Tuesday, April 3, 2018

Systems and laws, more than prejudice and discrimination

Racism is much more a matter of systems, laws and government policy than it is personal prejudice and personal discrimination.  Personal prejudice is only a small part of the total picture.

An example: In regards to slavery, individual slave owners would die, but the system of slavery continued on from one generation to the next generation.

Two books highlight the systems of oppression or racism in law and government.  In 2012, Michelle Alexander wrote "The New Jim Crow", a book about the crucial role of the criminal justice system combined with racial profiling and the war on drugs; the result was the mass incarceration of young black and Hispanic males.

The second book I recommend, a 2017 book, is entitled "The Color of Law".  Here is how a book review in the November 8, 2017, "Christian Century" describes this book.

"The law has never been blind.  In fact, when it comes to race and segregation, the law has often done more harm to African American residential communities than racial customs and traditions have.  It has done so intentionally.  Richard Rothstein, an expert on race, education, and social policy at the Economic Policy Institute, details what the African American community has always known about residential segregation, shoddy housing and schools, and lack of meaningful job opportunities.  He reveals how the consequences of residential segregation from the 1920s to today have been legal, intentional, and long lasting."

This book review by Shana L. Haines also says, "The suburbs laid down the welcome mat for white families - who built walls, burned crosses, and threw bricks through the windows of those African Americans foolish enough to think that the American dream was meant for them."

So many of the racial problems making the headlines today have a long history.  Once racism becomes a system of oppression, a matter of law and government, individuals cannot then plead ignorance and assume no personal responsibility for the racism that continues on unabated.

The real question is not whether you are personally prejudiced; the real question is what are you doing to end systems of oppression, to release the oppressed, to rebuild oppressed poor communities.

The real issue is oppression damage caused dysfunction in which the rich oppress the poor or whites oppress blacks.  This is the demonic at work as it crushes, humiliates, animalizes, impoverishes, enslaves, and kills peoples created in the image of God.  But in many white person's mind, the problem has moved from oppression damage dysfunction to blame the victim dysfunction where Indians are called savages and blacks are regarded as inferior.  Or another way to put it, supposed biological flaws or cultural inferiority are falsely blamed.
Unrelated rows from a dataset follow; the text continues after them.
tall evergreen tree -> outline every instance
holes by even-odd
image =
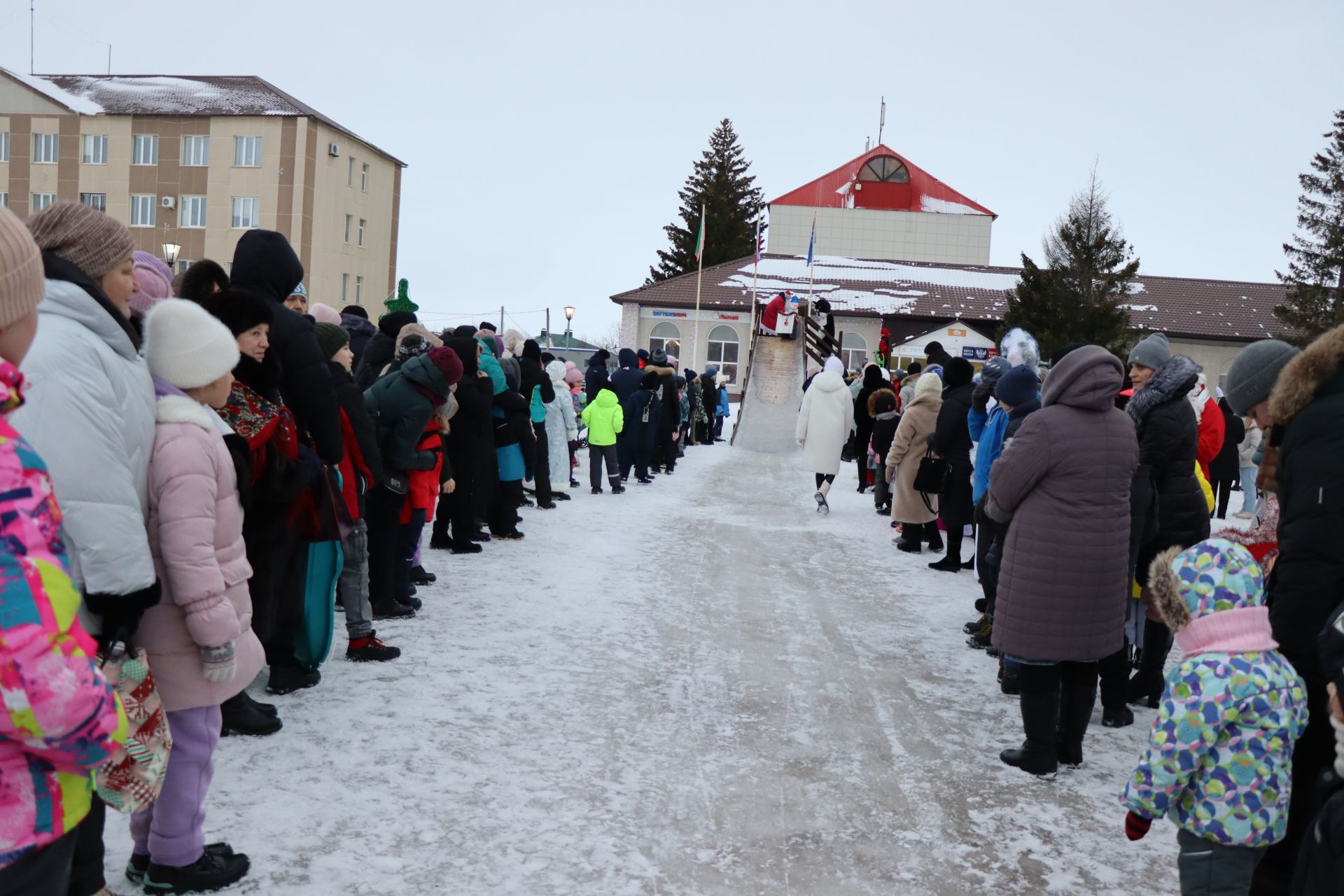
[[[1344,324],[1344,109],[1335,126],[1321,134],[1329,144],[1312,159],[1312,171],[1298,175],[1297,227],[1284,243],[1288,273],[1274,271],[1288,286],[1274,314],[1314,339]]]
[[[1093,168],[1087,187],[1042,240],[1046,267],[1021,254],[1021,279],[1007,293],[1004,329],[1021,326],[1050,357],[1068,343],[1102,345],[1116,353],[1132,341],[1129,285],[1138,273],[1133,246],[1106,208]]]
[[[679,222],[663,228],[671,246],[659,250],[659,263],[649,267],[645,285],[696,269],[695,243],[700,235],[700,206],[704,206],[704,266],[720,265],[755,251],[755,222],[763,197],[747,175],[751,163],[743,159],[732,122],[724,118],[710,134],[710,148],[700,153],[677,192]],[[762,232],[765,227],[761,228]]]

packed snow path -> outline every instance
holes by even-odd
[[[1116,801],[1152,711],[1098,708],[1052,783],[1000,764],[1021,727],[964,645],[974,575],[899,553],[852,465],[829,517],[810,480],[694,447],[524,510],[523,543],[426,552],[425,611],[379,630],[401,660],[339,641],[321,685],[270,699],[284,731],[220,742],[206,837],[253,860],[233,892],[1176,893],[1172,826],[1130,844]],[[112,889],[138,892],[108,821]]]

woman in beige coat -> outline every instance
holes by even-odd
[[[923,373],[915,383],[915,394],[900,415],[900,426],[887,451],[887,482],[891,482],[891,519],[905,525],[895,545],[910,553],[919,553],[919,545],[929,541],[931,551],[942,549],[938,533],[938,498],[915,492],[919,461],[929,453],[929,437],[938,423],[942,408],[942,380]]]

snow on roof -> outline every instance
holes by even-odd
[[[765,301],[793,290],[806,296],[809,281],[816,297],[835,312],[851,314],[906,314],[945,320],[999,321],[1007,310],[1007,293],[1020,278],[1016,267],[933,265],[823,255],[814,269],[798,255],[762,255],[759,271],[751,258],[715,265],[704,271],[702,308],[750,306],[753,274]],[[612,297],[613,302],[644,306],[695,308],[696,277],[684,274]],[[1129,294],[1144,301],[1125,305],[1130,325],[1202,339],[1251,341],[1266,333],[1284,333],[1273,308],[1284,300],[1281,283],[1191,279],[1142,275]]]

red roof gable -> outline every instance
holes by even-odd
[[[905,165],[906,183],[859,180],[859,172],[863,171],[864,165],[883,156],[896,159]],[[810,184],[804,184],[780,196],[770,204],[999,216],[882,144],[857,159],[847,161],[831,173],[817,177]]]

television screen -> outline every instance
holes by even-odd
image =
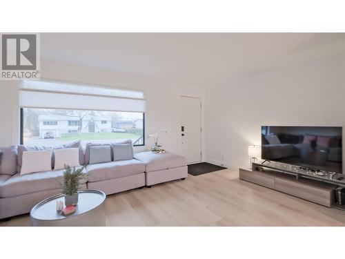
[[[342,127],[262,126],[262,158],[342,173]]]

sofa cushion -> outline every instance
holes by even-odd
[[[52,149],[51,146],[18,146],[18,156],[17,156],[17,172],[20,172],[21,169],[21,164],[23,163],[23,153],[25,151],[37,151],[42,150]]]
[[[328,136],[317,136],[316,140],[316,144],[320,146],[329,146],[329,142],[331,142],[331,137]]]
[[[79,148],[61,148],[54,151],[55,162],[54,170],[61,170],[65,169],[65,165],[70,167],[80,166]]]
[[[184,166],[187,160],[181,155],[166,152],[157,154],[152,152],[141,152],[134,155],[134,157],[146,165],[146,172]]]
[[[110,145],[90,146],[89,164],[107,163],[109,162],[111,162]]]
[[[64,170],[49,171],[21,175],[16,173],[3,182],[0,181],[0,197],[8,198],[61,188]],[[86,171],[84,169],[84,173]],[[81,184],[87,180],[83,179]]]
[[[68,144],[64,144],[61,146],[54,146],[54,149],[64,149],[64,148],[79,148],[79,164],[83,165],[85,164],[85,158],[84,158],[84,151],[81,144],[80,144],[80,140],[75,141],[74,142],[70,142]],[[52,168],[55,167],[55,154],[52,153]]]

When you look at statistics on infant mortality, unemployment or poverty, over the last fifty years, you still find the statistics for blacks doubled for infant mortality, unemployment and poverty.  So- called racial progress in employment disappears when incarceration numbers are included.  See "The New Jim Crow" for documentation.  When whites can blame blacks for dysfunction, whites then are not guilty.  They can claim they are righteous; if whites are righteous and blacks are to blame, whites need not repent and do not repent.  For whites, there is not repentance, restitution or an obligation to repair oppressed communities.